VAE doesn't work, but AE does

Hello guys,

I’m facing a problem with my VAE and it’s that it doesn’t properly reconstruct the data.
My process is: UMAP, to see how the data is structured, VAE, and then UMAP over the reconstructed data.
The point is that the UMAP plot from the beginning and the UMAP plot from the reconstructed data are not similar at all. In fact, they’re completely different. That’s why I think my VAE is not working.
Besides, if I run just a AE, it works perfectly fine. And even if I remove the KL-Diverge err, the VAE works.

Does anyone know what could be happening here? It’s so strange…

My code is this:

features = 16

class VAE(nn.Module):
    def __init__(self, **kwargs):
        super().__init__()

        #encoder layers
        self.encoder1 = nn.Linear(in_features=kwargs["input_shape"], out_features=kwargs["mid_dim"])
        self.encoder2 = nn.Linear(in_features=kwargs["mid_dim"], out_features=features*2)

        #decoder layers
        self.decoder1 = nn.Linear(in_features=features, out_features=kwargs["mid_dim"])
        self.decoder2 = nn.Linear(in_features=kwargs["mid_dim"], out_features=kwargs["input_shape"])

    def reparametrize(self, mu, log_var):

        # mu: mean of the encoder's latent space distribution
        # log_var: variance from the encoder's latient space distribution
        if self.training:
            std = torch.exp(0.5*log_var) #standard deviation. 0,5 to have a unit variance
            eps = torch.randn_like(std) #same size as std
            sample = mu + (eps*std) #we take a value of the distribution of the latent space
        else:   
            sample = mu
        return sample

    def forward(self, x):
        # encode
        x = F.relu(self.encoder1(x))
        x = self.encoder2(x).view(-1,2,features)

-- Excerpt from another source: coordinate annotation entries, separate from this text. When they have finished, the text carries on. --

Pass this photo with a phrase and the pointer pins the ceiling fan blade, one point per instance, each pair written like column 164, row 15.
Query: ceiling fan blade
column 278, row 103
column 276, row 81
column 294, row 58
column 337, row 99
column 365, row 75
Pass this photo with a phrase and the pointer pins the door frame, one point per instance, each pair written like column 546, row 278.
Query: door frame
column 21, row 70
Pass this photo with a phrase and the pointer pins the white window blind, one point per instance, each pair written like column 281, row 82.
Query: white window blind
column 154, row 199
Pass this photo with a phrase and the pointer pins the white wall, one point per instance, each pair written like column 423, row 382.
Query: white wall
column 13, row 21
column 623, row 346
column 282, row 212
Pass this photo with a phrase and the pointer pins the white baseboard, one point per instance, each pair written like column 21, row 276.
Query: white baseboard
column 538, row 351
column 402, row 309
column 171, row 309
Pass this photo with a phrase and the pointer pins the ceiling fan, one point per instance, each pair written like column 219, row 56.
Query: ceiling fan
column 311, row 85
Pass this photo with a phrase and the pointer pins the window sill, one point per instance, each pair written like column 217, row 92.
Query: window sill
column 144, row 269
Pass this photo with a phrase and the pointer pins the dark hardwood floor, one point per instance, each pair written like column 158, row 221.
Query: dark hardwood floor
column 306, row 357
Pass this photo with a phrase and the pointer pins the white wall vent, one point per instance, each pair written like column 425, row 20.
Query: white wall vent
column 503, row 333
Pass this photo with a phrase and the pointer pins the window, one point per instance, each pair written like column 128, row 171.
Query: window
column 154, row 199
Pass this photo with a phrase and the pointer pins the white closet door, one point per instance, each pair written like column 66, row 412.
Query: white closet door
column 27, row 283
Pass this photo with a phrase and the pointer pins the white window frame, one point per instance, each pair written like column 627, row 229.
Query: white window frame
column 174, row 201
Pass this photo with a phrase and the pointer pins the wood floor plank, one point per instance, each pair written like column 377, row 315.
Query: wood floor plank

        #get mu and log_var
        mu = x[:, 0, :] # the first feature values as mean
        log_var = x[:, 1, :] # the other feature values as variance

        z = self.reparametrize(mu,log_var) #get a sample of the distribution

        #decode
        x = F.relu(self.decoder1(z))
        reconstruction = torch.sigmoid(self.decoder2(x))
        return reconstruction, mu, log_var, z

## Loss function

def final_loss(mu, logvar, reconstruction_loss):

    KL_divergence = -0.5 * torch.sum(1 + logvar - mu.pow(2) - logvar.exp()) #Appendix B VAE Paper
    Reconstruction = reconstruction_loss

    return KL_divergence + Reconstruction  

## And the training script

#define a function to train the data
def fit(model, dataloader):
    model.train()
    running_loss = 0.0
    for i, data in tqdm(enumerate(dataloader), total=int(len(train_dataset)/dataloader.batch_size)):
        data, _ = data # we want the data, not the label
        data = data
        data = data.view(data.size(0), -1) #flat the data
        optimizer.zero_grad() # reset the gradients back to zero
        reconstruction, mu, logvar,_ = model(data)  # compute reconstructions
        reconstruction_loss = criterion(reconstruction, data) #calculate reconstruction loss
        loss = final_loss(mu, logvar, reconstruction_loss)# real loss: reconstruction + kl_divergence
        running_loss += loss.item() 
        loss.backward() # compute accumulated gradients
        optimizer.step() #update the weights (net.parameters)
    train_loss = running_loss/len(dataloader.dataset) # average loss
    return train_loss

Thanks!!